La dépendance affective

La dépendance affective est une forme douloureuse de lien à l’autre et d’agrippement dont les conséquences sur l’estime de soi, l’épanouissement personnel et la santé psychique peuvent être terribles. Dans la dépendance affective quelque chose dans le lien est trop douloureux, trop angoissant pour que le couple, la famille ou les groupes sociaux fonctionnent comme un véritable support.
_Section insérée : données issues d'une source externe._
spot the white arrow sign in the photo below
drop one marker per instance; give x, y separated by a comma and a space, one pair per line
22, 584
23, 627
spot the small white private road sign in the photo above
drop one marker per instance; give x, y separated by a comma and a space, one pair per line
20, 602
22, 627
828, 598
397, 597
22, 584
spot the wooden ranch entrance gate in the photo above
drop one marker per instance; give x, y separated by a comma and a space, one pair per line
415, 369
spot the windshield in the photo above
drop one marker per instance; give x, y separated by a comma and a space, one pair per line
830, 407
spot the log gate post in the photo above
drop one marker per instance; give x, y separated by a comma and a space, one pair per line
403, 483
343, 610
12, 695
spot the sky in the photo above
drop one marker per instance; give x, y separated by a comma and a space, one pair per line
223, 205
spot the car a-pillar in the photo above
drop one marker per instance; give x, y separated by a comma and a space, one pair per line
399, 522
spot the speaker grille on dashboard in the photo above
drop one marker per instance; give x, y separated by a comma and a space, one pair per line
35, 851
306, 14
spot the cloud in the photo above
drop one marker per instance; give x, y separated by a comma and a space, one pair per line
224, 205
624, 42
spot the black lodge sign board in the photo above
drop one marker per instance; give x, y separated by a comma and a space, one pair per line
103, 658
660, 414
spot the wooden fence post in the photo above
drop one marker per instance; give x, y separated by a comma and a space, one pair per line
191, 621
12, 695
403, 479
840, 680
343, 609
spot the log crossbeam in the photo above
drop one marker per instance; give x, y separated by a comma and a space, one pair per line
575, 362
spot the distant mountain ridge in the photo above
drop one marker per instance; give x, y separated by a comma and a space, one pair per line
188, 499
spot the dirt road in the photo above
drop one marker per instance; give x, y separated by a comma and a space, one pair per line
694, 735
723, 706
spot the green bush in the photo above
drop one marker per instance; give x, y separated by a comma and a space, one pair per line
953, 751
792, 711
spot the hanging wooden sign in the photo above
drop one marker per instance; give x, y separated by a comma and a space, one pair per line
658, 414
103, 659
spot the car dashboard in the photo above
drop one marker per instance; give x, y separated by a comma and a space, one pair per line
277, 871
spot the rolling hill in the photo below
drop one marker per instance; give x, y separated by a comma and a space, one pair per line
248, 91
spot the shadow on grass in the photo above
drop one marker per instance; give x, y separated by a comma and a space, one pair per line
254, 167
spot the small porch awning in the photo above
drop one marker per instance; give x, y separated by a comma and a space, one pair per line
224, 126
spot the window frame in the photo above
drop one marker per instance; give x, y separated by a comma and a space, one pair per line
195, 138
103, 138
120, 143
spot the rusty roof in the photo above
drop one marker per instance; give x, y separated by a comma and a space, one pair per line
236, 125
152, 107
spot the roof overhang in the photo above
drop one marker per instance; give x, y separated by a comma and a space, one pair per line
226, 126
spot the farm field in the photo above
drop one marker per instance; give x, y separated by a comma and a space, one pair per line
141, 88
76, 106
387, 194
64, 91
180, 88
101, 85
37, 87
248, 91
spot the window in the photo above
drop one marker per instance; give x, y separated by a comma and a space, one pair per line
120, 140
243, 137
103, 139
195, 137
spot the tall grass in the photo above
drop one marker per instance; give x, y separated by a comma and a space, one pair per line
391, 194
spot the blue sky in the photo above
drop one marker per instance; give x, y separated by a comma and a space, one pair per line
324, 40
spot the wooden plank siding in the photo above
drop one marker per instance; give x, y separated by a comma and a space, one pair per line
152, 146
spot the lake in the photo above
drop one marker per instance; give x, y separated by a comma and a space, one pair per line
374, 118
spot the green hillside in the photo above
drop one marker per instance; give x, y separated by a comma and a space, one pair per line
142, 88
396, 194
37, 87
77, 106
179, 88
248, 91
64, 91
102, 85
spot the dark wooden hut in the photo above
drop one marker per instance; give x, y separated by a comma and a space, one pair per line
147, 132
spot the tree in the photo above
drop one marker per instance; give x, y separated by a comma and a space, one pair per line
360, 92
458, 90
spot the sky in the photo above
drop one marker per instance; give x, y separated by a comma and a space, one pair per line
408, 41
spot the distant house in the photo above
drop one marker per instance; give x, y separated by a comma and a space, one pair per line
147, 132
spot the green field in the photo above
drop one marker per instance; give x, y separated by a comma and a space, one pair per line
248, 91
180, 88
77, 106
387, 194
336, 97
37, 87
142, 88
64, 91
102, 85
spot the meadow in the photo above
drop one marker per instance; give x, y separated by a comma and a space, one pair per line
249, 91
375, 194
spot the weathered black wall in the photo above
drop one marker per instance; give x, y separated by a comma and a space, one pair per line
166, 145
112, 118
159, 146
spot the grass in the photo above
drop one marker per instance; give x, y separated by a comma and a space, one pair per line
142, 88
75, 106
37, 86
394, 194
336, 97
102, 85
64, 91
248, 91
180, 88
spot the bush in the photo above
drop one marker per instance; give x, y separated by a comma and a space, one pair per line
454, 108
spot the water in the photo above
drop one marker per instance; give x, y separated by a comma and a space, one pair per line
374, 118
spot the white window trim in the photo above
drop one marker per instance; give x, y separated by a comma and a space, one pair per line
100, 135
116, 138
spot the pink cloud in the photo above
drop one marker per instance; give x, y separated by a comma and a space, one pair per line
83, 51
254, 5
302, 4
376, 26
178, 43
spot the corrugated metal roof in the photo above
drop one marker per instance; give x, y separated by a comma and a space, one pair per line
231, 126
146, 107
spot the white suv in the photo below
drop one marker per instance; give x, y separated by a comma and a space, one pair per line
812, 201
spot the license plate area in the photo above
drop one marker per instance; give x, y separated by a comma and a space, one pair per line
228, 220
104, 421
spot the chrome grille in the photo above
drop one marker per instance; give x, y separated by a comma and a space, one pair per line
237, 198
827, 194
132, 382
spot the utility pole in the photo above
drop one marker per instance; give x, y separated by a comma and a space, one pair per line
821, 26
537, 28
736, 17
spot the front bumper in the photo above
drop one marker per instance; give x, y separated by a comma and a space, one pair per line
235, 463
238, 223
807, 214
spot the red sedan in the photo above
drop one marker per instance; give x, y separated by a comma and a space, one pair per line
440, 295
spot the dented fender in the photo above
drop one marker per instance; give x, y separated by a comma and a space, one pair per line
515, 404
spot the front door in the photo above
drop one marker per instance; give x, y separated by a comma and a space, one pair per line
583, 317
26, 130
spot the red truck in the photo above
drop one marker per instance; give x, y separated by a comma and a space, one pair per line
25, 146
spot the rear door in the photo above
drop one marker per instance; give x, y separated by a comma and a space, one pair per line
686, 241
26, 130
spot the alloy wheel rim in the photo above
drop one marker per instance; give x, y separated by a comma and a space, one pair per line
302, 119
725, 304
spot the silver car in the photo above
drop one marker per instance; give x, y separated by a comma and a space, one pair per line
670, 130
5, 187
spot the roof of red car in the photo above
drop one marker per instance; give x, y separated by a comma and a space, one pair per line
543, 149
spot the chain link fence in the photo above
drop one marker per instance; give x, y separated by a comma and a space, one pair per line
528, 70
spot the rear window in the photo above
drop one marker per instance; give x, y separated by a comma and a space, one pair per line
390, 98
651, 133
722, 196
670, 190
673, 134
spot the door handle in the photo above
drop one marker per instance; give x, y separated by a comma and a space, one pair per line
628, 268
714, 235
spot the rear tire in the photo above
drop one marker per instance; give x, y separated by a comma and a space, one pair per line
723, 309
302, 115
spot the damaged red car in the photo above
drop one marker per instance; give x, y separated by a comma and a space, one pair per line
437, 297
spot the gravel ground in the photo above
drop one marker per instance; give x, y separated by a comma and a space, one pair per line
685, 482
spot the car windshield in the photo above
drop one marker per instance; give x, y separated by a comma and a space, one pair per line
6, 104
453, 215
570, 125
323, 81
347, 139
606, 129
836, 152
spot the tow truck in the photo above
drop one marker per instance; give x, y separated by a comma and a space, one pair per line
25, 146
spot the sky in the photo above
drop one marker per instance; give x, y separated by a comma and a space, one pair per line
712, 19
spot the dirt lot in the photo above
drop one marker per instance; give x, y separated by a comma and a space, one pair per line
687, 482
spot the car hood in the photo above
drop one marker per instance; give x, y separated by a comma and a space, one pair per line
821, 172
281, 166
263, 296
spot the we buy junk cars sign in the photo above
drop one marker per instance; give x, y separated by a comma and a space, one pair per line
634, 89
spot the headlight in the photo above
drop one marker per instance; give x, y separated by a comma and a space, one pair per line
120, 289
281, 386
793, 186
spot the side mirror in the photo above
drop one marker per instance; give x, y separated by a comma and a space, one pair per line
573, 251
Pour décrire cette modalité relationnelle, on parle de dépendance affective ou de « personnalité dépendante » dans le manuel de psychiatrie DSM-V.

Afin de mieux comprendre la dépendance affective, nous nous appuierons sur le très bon ouvrage de Christophe André et François Lelord, Comment gérer les personnalités difficiles, pages 223 à 249.

Afin de synthétiser au mieux son propos et d’en rendre la lecture plus simple, je me suis permis de modifier certains passages de l’ouvrage. Pour en savoir plus, n’hésitez pas à vous reporter directement à ce dernier.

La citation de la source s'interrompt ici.